You may not remove the assertion here, or else the assignment could
silently overwrite a value. Can you explain why you did the removal?

> @@ -3885,6 +3885,14 @@ is_any_vex_encoding (const insn_template *t)
>    return t->opcode_modifier.vex || is_evex_encoding (t);
>  }
>  
> +static INLINE bool
> +is_any_apx_evex_encoding (void)
> +{
> +  return i.rex2 || i.tm.opcode_space == SPACE_EVEXMAP4 
> +    || (i.vex.register_specifier
> +	&& i.vex.register_specifier->reg_flags & RegRex2);
> +}

The use of i.rex2 here doesn't fit the name; the sole user has first
checked that no legacy encoding is going to be used, and that's a
prereq here. Such a prereq needs spelling out, such that one can be
easily aware when possibly adding another caller.

Also, what does "any" stand for in the name here ...

>  static INLINE bool
>  is_any_apx_rex2_encoding (void)

... and also the one here? In is_any_vex_encoding() it refers to
VEX/XOP/EVEX.

> @@ -4161,6 +4169,27 @@ build_rex2_prefix (void)
>  		    | (i.rex2 << 4) | i.rex);
>  }
>  
> +/* Build the EVEX prefix (4-byte) for evex insn
> +   | 62h |
> +   | `R`X`B`R' | B'mmm |
> +   | W | v`v`v`v | `x' | pp |
> +   | z| L'L | b | `v | aaa |
> +*/
> +static void
> +build_apx_evex_prefix (void)
> +{
> +  build_evex_prefix ();
> +  if (i.rex2 & REX_R)
> +    i.vex.bytes[1] &= 0xef;

I think this would read easier as ~0x10 (similarly below then). I also
think ...

> +  if (i.vex.register_specifier
> +      && register_number (i.vex.register_specifier) > 0xf)
> +    i.vex.bytes[3] &= 0xf7;
> +  if (i.rex2 & REX_B)
> +    i.vex.bytes[1] |= 0x08;

... it would help if the byte 1 updates were kept together (the compiler
may even produce better code then), and maybe ...

> +  if (i.rex2 & REX_X)
> +    i.vex.bytes[2] &= 0xfb;

... the byte 2 update ahead of the byte 3 one.

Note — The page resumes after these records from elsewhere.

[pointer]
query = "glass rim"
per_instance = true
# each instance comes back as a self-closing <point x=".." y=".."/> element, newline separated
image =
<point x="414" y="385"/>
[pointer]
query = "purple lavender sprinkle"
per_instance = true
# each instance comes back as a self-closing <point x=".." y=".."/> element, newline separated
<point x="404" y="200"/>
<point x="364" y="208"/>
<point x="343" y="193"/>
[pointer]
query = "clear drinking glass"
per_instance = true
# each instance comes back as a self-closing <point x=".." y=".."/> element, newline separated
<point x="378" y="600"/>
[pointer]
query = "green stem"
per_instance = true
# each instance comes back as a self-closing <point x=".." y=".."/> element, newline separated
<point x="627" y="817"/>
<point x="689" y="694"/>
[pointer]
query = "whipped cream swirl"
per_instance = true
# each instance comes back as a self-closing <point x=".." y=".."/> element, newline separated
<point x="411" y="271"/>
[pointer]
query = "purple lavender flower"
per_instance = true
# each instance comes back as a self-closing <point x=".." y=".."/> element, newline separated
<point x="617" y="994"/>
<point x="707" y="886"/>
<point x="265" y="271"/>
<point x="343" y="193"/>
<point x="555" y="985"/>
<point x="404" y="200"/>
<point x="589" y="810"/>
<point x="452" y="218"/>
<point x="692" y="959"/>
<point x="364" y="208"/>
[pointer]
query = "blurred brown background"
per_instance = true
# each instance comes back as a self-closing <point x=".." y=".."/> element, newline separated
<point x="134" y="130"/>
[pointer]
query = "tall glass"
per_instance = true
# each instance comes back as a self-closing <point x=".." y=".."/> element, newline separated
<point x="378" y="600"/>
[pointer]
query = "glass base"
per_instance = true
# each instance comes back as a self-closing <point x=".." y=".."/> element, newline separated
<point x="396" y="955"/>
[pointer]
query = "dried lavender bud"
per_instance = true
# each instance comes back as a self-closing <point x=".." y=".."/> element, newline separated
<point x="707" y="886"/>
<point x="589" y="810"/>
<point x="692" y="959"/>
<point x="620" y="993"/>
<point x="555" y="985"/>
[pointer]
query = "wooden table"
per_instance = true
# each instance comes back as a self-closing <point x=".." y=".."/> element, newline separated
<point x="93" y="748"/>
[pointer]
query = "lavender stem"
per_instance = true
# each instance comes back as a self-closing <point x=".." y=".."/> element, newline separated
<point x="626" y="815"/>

Also why do you use register_number() here, and not the RegRex2 flag?

> @@ -5624,19 +5653,42 @@ md_assemble (char *line)
>  	}
>  
>        /* Check for explicit REX2 prefix.  */
> -      if (i.rex2 || i.rex2_encoding)
> +      if (i.rex2_encoding)

This change ...

>  	{
>  	  as_bad (_("REX2 prefix invalid with `%s'"), insn_name (&i.tm));

... further invalidates this message. Yet iirc you said you removed the
i.rex2 part of the check anyway from patch 1.

>  	  return;
>  	}
>  
> -      if (i.tm.opcode_modifier.vex)
> +      if (is_any_apx_evex_encoding ())
> +	{
> +	  if (i.tm.opcode_space == SPACE_EVEXMAP4 && (i.prefix[DATA_PREFIX] != 0))
> +	    {
> +	      i.tm.opcode_modifier.opcodeprefix = PREFIX_0X66;

Perhaps better assert that no other embedded prefix was already recorded
here?

> +	      i.prefix[DATA_PREFIX] = 0;
> +	    }
> +
> +	  build_apx_evex_prefix ();
> +
> +	  /* Encode the NDD bit of the instruction promoted from the legacy
> +	     space.  */
> +	  if (i.vex.register_specifier && i.tm.opcode_space == SPACE_EVEXMAP4)
> +	    i.vex.bytes[3] |= 0x10;

Why the restriction to map 3? And why is this not part of
build_apx_evex_prefix()?

> +	  /* Encode the NF bit of the instruction promoted from legacy and vex
> +	     space.  */
> +	  if (i.has_nf)
> +	    i.vex.bytes[3] |= 0x04;

This wants to move to the patch actually introducing NF handling.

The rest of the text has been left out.